The first few years of FireHydrant were a constant barrage of this question. Investors, friends, and prospective customers asked it in their own way, and I responded the same way each time: "Why haven't they done anything?"
My response, admittedly, is cheeky. But universally, it garnered the same reaction: "That's a fair point."
As the CEO of FireHydrant, an incident management tool, it's my job to have answers to these types of questions about other businesses in the same vicinity as ours. But that one has remained the most elusive to me. We've been building an incredible incident management tool for almost five years, and 95% of our customers have already integrated an alerting tool. Which meant the question turned towards us:
"Why aren't you building alerting?"
And then I started replying with the same thing: "That's a fair point." So today, we're opening up the waitlist for a modern replacement for PagerDuty or any other alerting tool you can think of.
It's called Signals.
The problem with alerting tools today
I see four main problems with the alerting ecosystem as it stands today, and I've spent time with customers and industry experts validating them all. Here's what I've learned:
Alerting as a standalone tool is "crazy fucking expensive," and no one can tell you why. People have reached their boiling point, and current macroeconomic conditions are drawing even more scrutiny to the price of alerting tools. CFOs are not happy campers right now.
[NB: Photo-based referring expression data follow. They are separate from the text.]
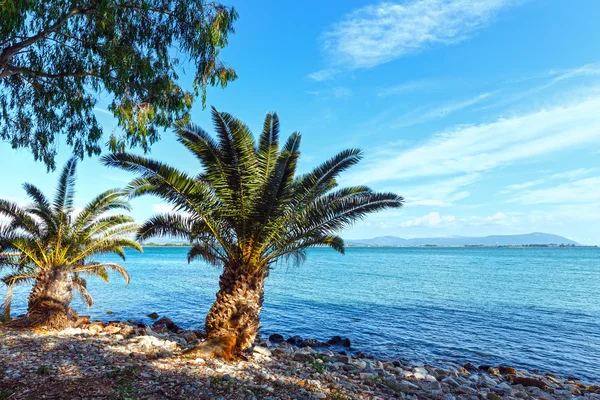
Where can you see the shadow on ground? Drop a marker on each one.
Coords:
(56, 366)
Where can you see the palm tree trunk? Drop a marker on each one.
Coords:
(233, 320)
(50, 300)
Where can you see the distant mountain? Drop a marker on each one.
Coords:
(535, 238)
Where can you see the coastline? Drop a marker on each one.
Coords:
(128, 360)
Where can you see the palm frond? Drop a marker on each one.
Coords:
(65, 191)
(100, 269)
(80, 285)
(268, 144)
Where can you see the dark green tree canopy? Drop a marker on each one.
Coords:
(57, 58)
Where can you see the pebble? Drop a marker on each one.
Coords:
(145, 359)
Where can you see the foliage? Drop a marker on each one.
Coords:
(247, 207)
(58, 58)
(43, 370)
(50, 234)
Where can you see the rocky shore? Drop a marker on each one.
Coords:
(133, 361)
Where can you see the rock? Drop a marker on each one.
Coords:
(470, 367)
(280, 352)
(160, 328)
(450, 382)
(366, 375)
(302, 357)
(335, 341)
(112, 329)
(507, 370)
(525, 381)
(95, 328)
(342, 358)
(294, 340)
(189, 336)
(164, 321)
(311, 343)
(262, 351)
(276, 338)
(486, 381)
(430, 385)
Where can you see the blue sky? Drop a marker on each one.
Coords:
(485, 115)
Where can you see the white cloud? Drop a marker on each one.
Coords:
(408, 87)
(427, 203)
(341, 92)
(326, 74)
(586, 190)
(442, 193)
(433, 219)
(422, 114)
(376, 34)
(436, 220)
(570, 175)
(162, 208)
(579, 73)
(479, 148)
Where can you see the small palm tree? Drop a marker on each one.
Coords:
(246, 210)
(50, 245)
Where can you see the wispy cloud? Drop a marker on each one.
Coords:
(585, 190)
(443, 193)
(408, 87)
(376, 34)
(162, 208)
(423, 114)
(341, 92)
(551, 79)
(478, 148)
(570, 175)
(326, 74)
(436, 220)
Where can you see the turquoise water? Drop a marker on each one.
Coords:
(531, 308)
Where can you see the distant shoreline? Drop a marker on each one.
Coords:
(526, 246)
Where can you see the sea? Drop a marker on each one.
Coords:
(531, 308)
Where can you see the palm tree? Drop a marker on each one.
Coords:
(246, 210)
(50, 245)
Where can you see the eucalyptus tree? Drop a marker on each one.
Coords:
(245, 210)
(50, 245)
(58, 58)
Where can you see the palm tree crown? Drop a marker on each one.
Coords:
(245, 210)
(48, 235)
(246, 205)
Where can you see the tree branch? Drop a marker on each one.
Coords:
(9, 51)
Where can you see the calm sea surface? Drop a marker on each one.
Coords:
(530, 308)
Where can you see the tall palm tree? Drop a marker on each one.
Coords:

Scheduling and substitutions are painful, and it hasn't materially changed for years. It took several years even to get simple round-robin logic on schedules. Moreover, you can't do apparent tasks, such as temporary coverage to walk the dog or pick up the kids inside Slack, either.
The service directory is a sham, and teams mean nothing. Every business I spoke to inevitably griped about their configuration: "We just use the service directory to represent teams because there's no other way to page them otherwise." – This is asinine, and means service ownership isn't genuinely possible without ugly hacks.
Alerts and incidents are the same, meaning people get screwed regarding noisy monitors. This also prevents getting valuable insights such as alert noise ratio and accurate mean time to detect metrics.
This list is far from complete, and several issues with current providers are unnamed for brevity. I know I have many of my own as a recovering on-call engineer, too.
But the feedback was too consistent to ignore, and we decided to do something about it this year.
Alerting and incident response belong together.
First, alerting is a must-have for most businesses building software in 2023. But what isn't a must-have is paying for hundreds (or thousands) of seats that are never utilized for sometimes several months each year.
So we're resetting the pricing standard: Active user invoicing. You'll only pay for the notified users in any given month when you use Signals for alerting. Signals is also an add-on to our core incident management platform, meaning you get all of the power of modern incident management, alerting, status pages, and retrospectives for less than the average per seat on PagerDuty. This also assumes you're notifying 90%+ of your entire on-call rotation – a high percentage for most businesses.
Next up: Configuration. FireHydrant Signals leverages our existing service catalog to scope escalation policies, signal rules, and schedules to a team. You need to notify teams, not services, about incidents. It also means you can quickly ask at any given point, "Who is on call for Team X?" and page them immediately. Additionally, since services have ownership in FireHydrant already, you get the same backward compatibility with whichever tool you use. And, yes, our Terraform provider will be updated on day one.
Finally, In Signals, there's a clear separation between an incoming Signal, an outgoing alert notification, and a declared incident. The benefit? Clear-as-day analytics to determine which teams receive the most alerts and which ones have the best signal-to-noise ratio. This allows teams to have data-backed discussions about which alerts they need and which they can drop entirely. The result means more sleep, happier on-call teams, and faster assembly time.
Signals is also built from the ground up by FireHydrant. We're not acquiring or merging with a company to be able to claim that we now do alerting overnight. The reality is that no company has solved it the way we think it should be, necessitating a greenfield build. Spoiler: It's badass.
Signals is being released this Winter to everyone. Still, if you want it earlier, head to www.firehydrant.com/signals to sign up for our waitlist and get access to the beta when it launches. We'll also release technical details for several months about how Signals is built, considerations we've made, and why it's kickass software solving a real problem.
I'm excited to show everyone what we've built soon.